Türkiye'de islami kesimin Filistin algısı, 12 eylül kırılmasından sonra daha bi belirginleşti. Solun doldurduğu boşluğun İslamcılarla doldurulması diyelim buna. Milli selametle ivme kazanıp, milli görüşün bayrak meselelerinden birisi olması sürecine kadar gider. Şehir dindarlığıyla birlikte artan süreç yani. Altında yatan dini referansların yanında, eter gibi havada kaybolmaması için çabalanan neo-osmanlıcık gibi unsurlar bu sahiplenmenin temel dürtüleri bence.

Bu algılama biçiminde Sudan elbetteki hiç bir zaman bir Filistin olamaz. Mevzu bahis ihh nın sudan da ciddi çalışmaları var bildiğim kadarıyla. ihh da bildiğim kadarıyla siyasi düzlemde bi denizfeneri değil.

Bu filistin meselesinde türk solunun tavır yada tavırsızlığı meselesinin çok bir ederi olduğu kanısında değilim. Açık yazayım, türkiye de sol yok, solculuk oynayanlar var. Türkiye de merkez solu oynayan partinin ve mensuplarının söylem ve eylem bütünlüğünün türkiye nin en sağ partisiyle birebir uyuşuyor olması anlattığım durumun özeti. Chp ve chp üyeleri kendilerini sol olarak ifade ederken herhangi bi tereddüt yaşamıyorlar. Türkiye de merkez sağın karşısına rakip olarak konumlandırılan chp akp den daha sağ söylemlere sahip. etrafınızda kürt meselesine özgürlükçü yaklaşan kaç chpli görebiliyorsunuz? Kendini aslında biz solcu değiliz diyebilen chpli gördünüz mü hiç mesela?
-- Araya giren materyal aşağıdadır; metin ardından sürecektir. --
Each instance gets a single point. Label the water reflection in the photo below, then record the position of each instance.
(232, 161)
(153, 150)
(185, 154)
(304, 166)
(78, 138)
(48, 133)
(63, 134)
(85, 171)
Geri kalan solda küsüratlara oynayan, teferruat diyebileğimiz kısımlar. Radikal sosyalistler, liberal solcular falan. Radikal 2 tayfası ahmet inseller, fuat keymanlar da havanda su dövenler tayfasından, solculuk reflekslerini sadece anti sağcılığa yontanlar diyeyim. Son kılıçdaroğlu heyezanı da gösterdi ki bunların babadan kalma bi chp meyli söz konusu, ilk rüzgarda baba ocağına dönecek gibiler.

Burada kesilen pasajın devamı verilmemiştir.